THE FIGHTING OF THE FRIENDS


[V]

THE FIGHTING OF THE FRIENDS

"One time on Hy, one Brito of Columcille's brotherhood was dying, and Columcille gave him his blessing but would not see him die, and went out into the little court of the house. And he had hardly gone out when the life went from Brito. And Columcille was out in the little court, and one of the monks saw him looking upward, and wonder on him, and he asked what was it he saw. And Columcille said, 'I have seen just at this moment the holy angels fighting in the air against the power of the enemy, and I gave thanks to Christ, the Judge, because the winning angels have carried to heaven the soul of this stranger that is the first to have died among us in this island. And do not tell his secret to any person in my lifetime,' he said."—"Saints and Wonders."


"With that King Arthur entereth into a great forest adventurous, and rideth the day long until he cometh about evensong into the thick of the forest. And he espied a little house beside a little chapel, and it well seemed to him to be a hermitage.... And it seemed to him that there was a strife in the chapel. The ones were weeping so tenderly and sweetly as it were angels, and the others spake so harshly as it were fiends.... The voices ceased as soon as he was within. He marvelleth how it came that this house and hermitage were solitary, and what had become of the hermit that dwelt therein. He drew nigh the altar of the chapel, and beheld in front thereof a coffin all discovered, and he saw the hermit lying therein all clad in his vestments, and his hands crossed upon his breast, and he had life in him yet, but he was nigh his end, being at the point of death.... The King departed and so returned back into the little house, and sate him down on a seat whereon the hermit wont to sit. And he heareth the strife and the noise begin again within the chapel, and the ones he heareth speaking high and the others low, and he knoweth well by the voices that the ones are angels and the others devils. And he heareth that the devils are distraining on the hermit's soul, and that judgment will presently be given in their favour, whereof make they great joy. King Arthur is grieved in his heart when he heareth that the angels' voices are stilled. And while he sitteth thus, stooping his head toward the ground, full of vexation and discontent, he heareth in the chapel the voice of a Lady that spake so sweet and clear that no man in this earthly world, were his grief and heaviness never so sore, but and he had heard the sweet voice of her pleading would again have been in joy.... The devils go their way all discomfit and aggrieved; and the sweet Mother of our Lord God taketh the soul of the hermit.... And the angels take it and begin to sing for joy 'Te Deum Laudamus.' And the Holy Lady leadeth them and goeth her way along with them."—"The High History of the Holy Grail." Translated by Sebastian Evans.

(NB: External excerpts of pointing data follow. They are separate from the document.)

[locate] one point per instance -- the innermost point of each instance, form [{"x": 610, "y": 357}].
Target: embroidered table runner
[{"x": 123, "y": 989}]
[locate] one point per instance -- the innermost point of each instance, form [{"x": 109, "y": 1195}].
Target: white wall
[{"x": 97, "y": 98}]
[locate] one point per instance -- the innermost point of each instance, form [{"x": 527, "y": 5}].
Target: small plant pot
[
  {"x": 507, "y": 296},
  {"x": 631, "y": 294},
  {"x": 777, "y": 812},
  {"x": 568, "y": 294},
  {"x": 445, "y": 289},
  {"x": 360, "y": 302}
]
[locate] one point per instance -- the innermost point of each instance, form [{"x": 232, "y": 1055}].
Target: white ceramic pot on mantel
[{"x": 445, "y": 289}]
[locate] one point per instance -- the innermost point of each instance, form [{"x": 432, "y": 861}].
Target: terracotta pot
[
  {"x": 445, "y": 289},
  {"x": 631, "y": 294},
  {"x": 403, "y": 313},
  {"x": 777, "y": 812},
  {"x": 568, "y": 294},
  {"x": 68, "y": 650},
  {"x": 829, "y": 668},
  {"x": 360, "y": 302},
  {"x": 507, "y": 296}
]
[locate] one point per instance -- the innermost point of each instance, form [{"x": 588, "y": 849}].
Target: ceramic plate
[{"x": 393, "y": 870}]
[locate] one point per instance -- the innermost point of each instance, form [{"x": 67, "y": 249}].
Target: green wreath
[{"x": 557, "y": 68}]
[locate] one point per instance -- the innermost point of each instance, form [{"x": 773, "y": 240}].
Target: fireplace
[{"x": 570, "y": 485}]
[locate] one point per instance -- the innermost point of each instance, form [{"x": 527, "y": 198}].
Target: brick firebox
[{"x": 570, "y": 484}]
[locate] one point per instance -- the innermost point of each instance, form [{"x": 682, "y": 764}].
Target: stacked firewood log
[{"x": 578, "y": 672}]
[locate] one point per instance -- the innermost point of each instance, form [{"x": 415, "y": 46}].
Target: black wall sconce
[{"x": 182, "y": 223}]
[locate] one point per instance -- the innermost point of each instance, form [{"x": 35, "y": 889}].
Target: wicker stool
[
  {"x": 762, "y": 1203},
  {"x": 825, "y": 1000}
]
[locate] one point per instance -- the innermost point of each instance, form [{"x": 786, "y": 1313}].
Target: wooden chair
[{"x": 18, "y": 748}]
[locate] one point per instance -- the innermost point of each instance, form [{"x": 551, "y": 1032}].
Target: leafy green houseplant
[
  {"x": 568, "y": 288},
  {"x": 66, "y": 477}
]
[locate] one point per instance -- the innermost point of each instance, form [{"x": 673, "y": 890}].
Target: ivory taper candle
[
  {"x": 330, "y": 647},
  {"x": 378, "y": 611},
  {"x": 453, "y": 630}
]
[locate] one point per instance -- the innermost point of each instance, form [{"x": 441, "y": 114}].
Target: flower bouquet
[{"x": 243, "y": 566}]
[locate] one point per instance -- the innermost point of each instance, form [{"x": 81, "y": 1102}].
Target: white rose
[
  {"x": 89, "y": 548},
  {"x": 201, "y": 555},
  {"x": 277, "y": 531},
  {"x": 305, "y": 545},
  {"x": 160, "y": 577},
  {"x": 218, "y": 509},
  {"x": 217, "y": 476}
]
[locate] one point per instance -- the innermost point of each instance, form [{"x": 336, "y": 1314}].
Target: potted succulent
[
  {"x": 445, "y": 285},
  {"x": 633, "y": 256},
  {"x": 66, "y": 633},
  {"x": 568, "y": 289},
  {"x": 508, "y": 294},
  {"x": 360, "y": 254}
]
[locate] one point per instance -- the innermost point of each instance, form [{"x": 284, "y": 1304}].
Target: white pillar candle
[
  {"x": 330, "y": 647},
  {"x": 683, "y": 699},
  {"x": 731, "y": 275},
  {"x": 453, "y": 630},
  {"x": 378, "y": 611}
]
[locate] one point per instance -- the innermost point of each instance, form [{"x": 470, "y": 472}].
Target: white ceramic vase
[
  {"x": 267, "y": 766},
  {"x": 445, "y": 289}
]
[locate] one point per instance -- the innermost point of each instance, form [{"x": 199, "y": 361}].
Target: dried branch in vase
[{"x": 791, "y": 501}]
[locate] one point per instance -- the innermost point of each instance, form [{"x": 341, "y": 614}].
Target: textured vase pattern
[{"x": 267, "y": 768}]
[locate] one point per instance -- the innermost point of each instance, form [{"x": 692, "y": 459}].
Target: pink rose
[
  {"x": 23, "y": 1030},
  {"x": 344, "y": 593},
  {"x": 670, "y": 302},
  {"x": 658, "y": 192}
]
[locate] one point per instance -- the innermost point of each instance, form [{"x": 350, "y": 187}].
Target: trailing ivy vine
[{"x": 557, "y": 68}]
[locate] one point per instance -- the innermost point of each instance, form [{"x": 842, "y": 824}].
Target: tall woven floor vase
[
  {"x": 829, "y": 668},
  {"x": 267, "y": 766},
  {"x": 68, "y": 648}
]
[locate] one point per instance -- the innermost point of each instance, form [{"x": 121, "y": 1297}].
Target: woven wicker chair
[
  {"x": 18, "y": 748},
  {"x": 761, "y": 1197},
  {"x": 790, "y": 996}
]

Before I had read this old story from "The High History of the Holy Grail" I had heard on our own roads of the fighting at the hour of death, and how the friends of the dying among the dead come and use their strength on his side, and I had been shown here and there a house where such a fight had taken place. In the old days it was a king or saint who saw and heard this unearthly battle; but now it is not those who live in palaces who are aware of it, and it is not around the roof of a fair chapel the hosts of good and evil gather in combat for the parting soul, but around the thatched and broken roof of the poor.